The mayor at the time, Lovely Warren, said she did not even hear about the death until August 2020. Her claims were disputed by La’Ron Singletary, the then Rochester police chief.
The Prude family pointed to a series of emails from June 2020 between city officials and the Rochester police commanders coordinating the time to release the bodycam videos of the circumstances around Prude’s death to the family and to the public.
The police argued that with national fervor around Black Lives Matter, pointing to the civil unrest demonstrations protesting the death of George Floyd and Breonna Taylor, there might be blowback to their department.
Months later, in September of that year, the family was finally able to see the video and released it to the masses. The video was met with scores of protests and resulted in the firing of Rochester’s police chief and the departure of senior RPD command. Singletary tried to resign but was terminated before the resignation went into effect.
Rochester Mayor Malik D. Evans, who was not in office when Prude was killed, released a statement saying the settlement was “the best decision” for the city.
“Given the costs of continued litigation, this settlement was the best decision. It would have cost taxpayers even more to litigate and would have placed a painful toll on our community,” Evans said.
Piers applauded the decision to settle, adding, “I think that it’s an amount of money that is sufficient to show that the City of Rochester recognizes that something very bad happened and that it’s very important for the city to put it in the rearview mirror and move forward.”
Prude’s son, Nathaniel McFarland said in a statement his father was not a criminal and that his “only crime was needing help.” Now, with the help of their lawyers, they are asking for the New York Legislature to pass “Daniel’s Law.”
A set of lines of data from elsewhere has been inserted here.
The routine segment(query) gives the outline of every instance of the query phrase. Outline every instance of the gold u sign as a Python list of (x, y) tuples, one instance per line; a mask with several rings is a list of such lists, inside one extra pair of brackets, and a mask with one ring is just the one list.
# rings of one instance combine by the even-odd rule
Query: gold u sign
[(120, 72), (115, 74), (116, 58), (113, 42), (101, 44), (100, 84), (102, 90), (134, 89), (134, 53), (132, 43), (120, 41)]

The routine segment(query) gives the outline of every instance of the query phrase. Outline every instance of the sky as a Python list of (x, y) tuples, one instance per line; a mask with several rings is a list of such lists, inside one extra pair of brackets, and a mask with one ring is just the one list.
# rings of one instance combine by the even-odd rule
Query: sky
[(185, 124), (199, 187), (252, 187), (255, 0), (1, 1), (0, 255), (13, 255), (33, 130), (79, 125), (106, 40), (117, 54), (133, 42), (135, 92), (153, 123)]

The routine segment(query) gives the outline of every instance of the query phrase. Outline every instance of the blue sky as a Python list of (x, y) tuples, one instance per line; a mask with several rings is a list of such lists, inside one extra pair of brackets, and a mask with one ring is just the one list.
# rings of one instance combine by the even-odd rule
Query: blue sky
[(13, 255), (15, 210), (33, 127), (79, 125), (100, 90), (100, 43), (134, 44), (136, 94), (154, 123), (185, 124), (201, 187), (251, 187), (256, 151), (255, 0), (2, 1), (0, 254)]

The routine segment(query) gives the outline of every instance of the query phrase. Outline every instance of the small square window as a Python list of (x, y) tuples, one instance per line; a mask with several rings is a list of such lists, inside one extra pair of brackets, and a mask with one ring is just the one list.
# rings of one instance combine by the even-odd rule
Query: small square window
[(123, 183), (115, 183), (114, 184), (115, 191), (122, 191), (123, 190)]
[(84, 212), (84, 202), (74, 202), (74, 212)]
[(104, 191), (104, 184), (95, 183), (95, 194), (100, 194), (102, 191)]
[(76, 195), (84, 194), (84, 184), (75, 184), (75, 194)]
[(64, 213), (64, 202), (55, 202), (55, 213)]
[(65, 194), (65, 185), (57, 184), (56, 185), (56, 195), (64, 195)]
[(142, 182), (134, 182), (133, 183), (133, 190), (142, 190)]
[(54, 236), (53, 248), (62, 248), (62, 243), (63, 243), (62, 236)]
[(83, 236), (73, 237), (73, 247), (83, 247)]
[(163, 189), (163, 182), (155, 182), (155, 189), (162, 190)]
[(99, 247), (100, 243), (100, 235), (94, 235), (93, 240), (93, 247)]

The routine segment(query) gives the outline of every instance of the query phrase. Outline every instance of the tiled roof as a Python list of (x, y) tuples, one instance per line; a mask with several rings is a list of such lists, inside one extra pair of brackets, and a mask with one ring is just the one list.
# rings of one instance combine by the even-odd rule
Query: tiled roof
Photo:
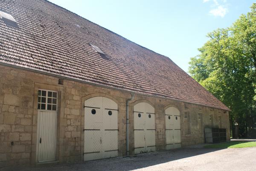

Daniel’s Law would arrange for trained mental health professionals to respond to the mental health crisis in communities instead of police officers.
Piers said in a press release, “No purely monetary settlement can truly address the fundamental problem of police violence that underlies this tragic case.”
He continued, “Policing in this country must be reformed to be more humane. This is true especially, but not only, in communities of color that are so frequently harmed by systems that purport to serve and protect them.”